Garyvov

Posted on Mar 11

Fish Audio S2-Pro: A TTS Model with Emotion in Speech Controlled with Natural Language

#fishaudio #tts #ai

On March 9, 2026, Fish Audio open-sourced S2-Pro, a TTS model that outperforms closed-source systems across multiple benchmarks. Model weights, training code, and inference engine are all open source.

Natural Language Control

S2-Pro supports free-form inline control. You can describe the desired effect directly in natural language within the text:

[whisper in small voice] - Soft whisper
[professional broadcast tone] - Professional broadcast tone
[pitch up] - Raise pitch
[laughing] - Laughter

The system supports 15,000+ tags covering emotion, tone, volume, and rhythm. No need to learn a fixed tag set—just write what you think.

Training Data

10 million hours of audio across 80+ languages, including Japanese, English, Chinese, Korean, Spanish, Portuguese, Arabic, Russian, French, German, Swedish, Italian, Turkish, and 60+ other languages.

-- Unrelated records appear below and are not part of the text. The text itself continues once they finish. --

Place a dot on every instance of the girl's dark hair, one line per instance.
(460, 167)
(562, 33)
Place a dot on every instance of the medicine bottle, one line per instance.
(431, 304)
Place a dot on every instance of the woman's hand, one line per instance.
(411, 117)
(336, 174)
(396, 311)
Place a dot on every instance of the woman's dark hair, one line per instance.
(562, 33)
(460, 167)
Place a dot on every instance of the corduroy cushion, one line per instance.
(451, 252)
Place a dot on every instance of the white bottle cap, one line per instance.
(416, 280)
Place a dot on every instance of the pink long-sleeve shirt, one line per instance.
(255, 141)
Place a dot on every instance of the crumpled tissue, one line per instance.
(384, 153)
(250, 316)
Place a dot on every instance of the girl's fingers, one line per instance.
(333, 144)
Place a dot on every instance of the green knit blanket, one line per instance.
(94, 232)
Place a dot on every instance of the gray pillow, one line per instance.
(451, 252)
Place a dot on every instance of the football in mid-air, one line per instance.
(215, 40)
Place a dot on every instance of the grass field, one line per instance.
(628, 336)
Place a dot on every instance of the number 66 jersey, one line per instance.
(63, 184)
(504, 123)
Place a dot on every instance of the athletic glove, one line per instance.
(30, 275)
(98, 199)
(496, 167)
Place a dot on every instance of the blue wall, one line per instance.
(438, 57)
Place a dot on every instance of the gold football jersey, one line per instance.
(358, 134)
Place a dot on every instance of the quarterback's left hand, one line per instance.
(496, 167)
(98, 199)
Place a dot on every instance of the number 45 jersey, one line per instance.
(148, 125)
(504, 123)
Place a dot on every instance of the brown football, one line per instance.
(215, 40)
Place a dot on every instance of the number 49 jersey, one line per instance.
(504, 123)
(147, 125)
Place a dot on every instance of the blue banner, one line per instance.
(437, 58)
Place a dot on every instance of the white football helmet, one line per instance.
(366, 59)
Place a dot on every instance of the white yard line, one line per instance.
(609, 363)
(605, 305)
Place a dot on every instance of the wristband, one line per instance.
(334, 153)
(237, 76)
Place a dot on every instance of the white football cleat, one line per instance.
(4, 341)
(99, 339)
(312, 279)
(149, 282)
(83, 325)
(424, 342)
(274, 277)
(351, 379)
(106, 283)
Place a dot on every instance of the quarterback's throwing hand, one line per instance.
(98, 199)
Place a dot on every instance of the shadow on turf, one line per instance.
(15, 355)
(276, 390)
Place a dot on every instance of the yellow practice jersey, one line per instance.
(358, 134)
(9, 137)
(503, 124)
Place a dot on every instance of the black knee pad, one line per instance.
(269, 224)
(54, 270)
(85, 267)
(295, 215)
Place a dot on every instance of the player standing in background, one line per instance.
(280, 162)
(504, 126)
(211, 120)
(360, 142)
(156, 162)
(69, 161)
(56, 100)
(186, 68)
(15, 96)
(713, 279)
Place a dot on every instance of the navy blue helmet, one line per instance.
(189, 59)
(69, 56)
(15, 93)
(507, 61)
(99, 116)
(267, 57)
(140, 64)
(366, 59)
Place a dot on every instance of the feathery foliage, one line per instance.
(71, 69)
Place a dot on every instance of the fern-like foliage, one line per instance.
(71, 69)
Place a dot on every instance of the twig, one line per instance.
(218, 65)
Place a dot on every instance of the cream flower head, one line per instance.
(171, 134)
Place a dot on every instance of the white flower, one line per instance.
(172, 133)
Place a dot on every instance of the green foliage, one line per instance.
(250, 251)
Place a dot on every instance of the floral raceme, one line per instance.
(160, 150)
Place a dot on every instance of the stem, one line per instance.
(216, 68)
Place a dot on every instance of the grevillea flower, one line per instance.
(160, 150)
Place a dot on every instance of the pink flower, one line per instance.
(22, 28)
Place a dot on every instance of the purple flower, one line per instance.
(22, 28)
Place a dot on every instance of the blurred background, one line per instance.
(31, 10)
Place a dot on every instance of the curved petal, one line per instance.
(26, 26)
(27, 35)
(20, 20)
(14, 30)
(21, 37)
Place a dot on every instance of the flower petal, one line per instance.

No phoneme annotation or language-specific preprocessing required.

Benchmarks

Test	S2-Pro	Comparison
Seed-TTS Eval Chinese WER	0.54%	Lowest
Seed-TTS Eval English WER	0.99%	Lowest
Audio Turing Test	0.515	vs Seed-TTS 0.417
EmergentTTS-Eval	81.88%	Highest

In Seed-TTS evaluation, S2-Pro's word error rate is lower than Qwen3-TTS (0.77/1.24), MiniMax Speech-02 (0.99/1.90), and Seed-TTS (1.12/2.25).

Dual-AR Architecture

The model generates audio in two layers:

Slow AR (4B parameters): Predicts the primary semantic codebook along the time axis
Fast AR (400M parameters): Generates the remaining 9 residual codebooks at each time step

This design enables fast inference while maintaining audio quality.

Reinforcement Learning Alignment

S2-Pro uses GRPO for post-training. Key point: the models used to filter training data directly serve as reward models during reinforcement learning. This eliminates distribution mismatch between pre-training and post-training.

Reward signals include:

Semantic accuracy
Instruction following
Acoustic preference
Timbre similarity

Production Inference

Dual-AR architecture is structurally identical to standard LLMs, allowing direct use of SGLang optimizations:

Continuous batching
Paged KV cache
CUDA graph replay
RadixAttention prefix caching

Single H200 GPU Performance:

RTF: 0.195
Time-to-first-audio: ~100ms
Throughput: 3,000+ tokens/s

For voice cloning scenarios, SGLang automatically caches reference audio KV states. When the same voice is reused, prefix cache hit rate averages 86.4% (peak >90%).

Practical Features

Voice Cloning: Clone voices using short reference samples (typically 10-30 seconds). Captures timbre, speaking style, and emotional tendencies.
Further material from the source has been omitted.